Critics’ Picks

View of “Katie Holten,” 2020, Visual Centre for Contemporary Art, Carlow, Ireland.

View of “Katie Holten,” 2020, Visual Centre for Contemporary Art, Carlow, Ireland.

Carlow

Katie Holten

VISUAL Centre for Contemporary Art
Old Dublin Road
March 23–October 17, 2020

Katie Holten’s Irish Tree Alphabet (A-Z), 2020, is based on an agreeable, legible conceit: matching each letter of the ABCs with the silhouette of a specific tree. Read her twenty-six original pictograms and they become a new language, or at least a new way of using it, in which every letter is an evocation of dendrological diversity. A is a lanky Scots pine; B is a scrawny birch, C is a squat hazel; all the way to Z, these neatly-trimmed tree-glyphs are as individual and graphically nuanced as the Latin characters they replace.

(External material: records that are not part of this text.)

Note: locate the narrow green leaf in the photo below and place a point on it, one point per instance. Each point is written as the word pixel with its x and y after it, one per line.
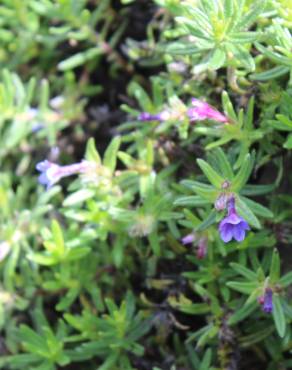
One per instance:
pixel 278 315
pixel 214 178
pixel 257 208
pixel 91 154
pixel 243 174
pixel 247 213
pixel 286 280
pixel 243 312
pixel 270 74
pixel 249 274
pixel 243 287
pixel 208 221
pixel 275 267
pixel 110 155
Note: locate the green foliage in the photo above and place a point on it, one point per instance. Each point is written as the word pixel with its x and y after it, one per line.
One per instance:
pixel 123 266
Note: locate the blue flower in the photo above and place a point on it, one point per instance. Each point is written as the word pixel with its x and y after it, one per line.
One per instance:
pixel 233 226
pixel 51 172
pixel 162 116
pixel 268 301
pixel 188 239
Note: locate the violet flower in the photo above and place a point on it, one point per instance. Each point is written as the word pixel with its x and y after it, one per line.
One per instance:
pixel 268 301
pixel 188 239
pixel 201 110
pixel 233 226
pixel 162 116
pixel 51 172
pixel 202 248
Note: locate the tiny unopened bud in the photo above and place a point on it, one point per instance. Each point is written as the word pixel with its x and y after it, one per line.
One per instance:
pixel 226 184
pixel 221 202
pixel 202 248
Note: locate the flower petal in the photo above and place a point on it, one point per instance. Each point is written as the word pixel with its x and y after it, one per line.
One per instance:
pixel 238 233
pixel 226 233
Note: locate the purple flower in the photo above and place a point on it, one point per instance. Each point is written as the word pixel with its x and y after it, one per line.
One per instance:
pixel 268 301
pixel 202 248
pixel 232 226
pixel 51 172
pixel 162 116
pixel 188 239
pixel 201 110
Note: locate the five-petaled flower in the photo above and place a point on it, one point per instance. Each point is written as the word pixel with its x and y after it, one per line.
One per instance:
pixel 51 172
pixel 233 226
pixel 201 111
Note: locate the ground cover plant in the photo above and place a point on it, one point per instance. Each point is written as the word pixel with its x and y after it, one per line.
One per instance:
pixel 145 184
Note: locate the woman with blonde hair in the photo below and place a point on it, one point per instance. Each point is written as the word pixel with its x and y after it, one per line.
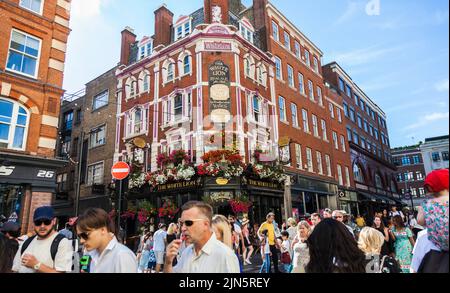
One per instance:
pixel 300 248
pixel 370 242
pixel 222 228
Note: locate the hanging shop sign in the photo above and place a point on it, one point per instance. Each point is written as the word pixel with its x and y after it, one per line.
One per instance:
pixel 177 185
pixel 257 183
pixel 219 92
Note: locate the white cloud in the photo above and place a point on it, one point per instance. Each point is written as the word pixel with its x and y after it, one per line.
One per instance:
pixel 442 86
pixel 429 119
pixel 364 56
pixel 352 9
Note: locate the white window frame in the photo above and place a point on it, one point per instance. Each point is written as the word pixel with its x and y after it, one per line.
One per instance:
pixel 278 69
pixel 291 80
pixel 294 111
pixel 38 58
pixel 13 126
pixel 298 156
pixel 283 117
pixel 29 8
pixel 95 136
pixel 309 160
pixel 301 84
pixel 319 162
pixel 275 31
pixel 91 181
pixel 315 122
pixel 184 33
pixel 104 93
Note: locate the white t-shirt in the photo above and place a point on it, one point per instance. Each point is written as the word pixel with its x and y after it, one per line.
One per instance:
pixel 40 249
pixel 422 247
pixel 158 241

The New York-based, Irish-born Holten has created versions of this adroitly refined bonsai alphabet before: one earlier experiment was the 2015 book About Trees, an anthology of essays—by Tacita Dean, Ursula K. Le Guin, and others—translated into her distinctive sylvan script. For her exhibition at Visual, Holten has updated, localized, and expanded the concept, re-making the tree alphabet with reference to Irish species and creating an environment that introduces understated drama into this potentially didactic endeavor. The tree-letters are pasted in even intervals and at eye-level, a curatorial effect that recalls classroom poster displays or the Stations of the Cross. The exhibition might, thus, be a pleasant place to learn about trees or—with worldwide wildfires in mind—a place to pray for them. In the center of Visual’s high-ceilinged white cube, Holten has positioned a pale timber dais with accompanying benches; the austere design aesthetic hints again at both earnest educational engagement and solemn religious observance. But the intent, here, is to provide a platform for spoken-word performances: it is a clearing amongst the trees, a space where other living forms may unpredictably appear.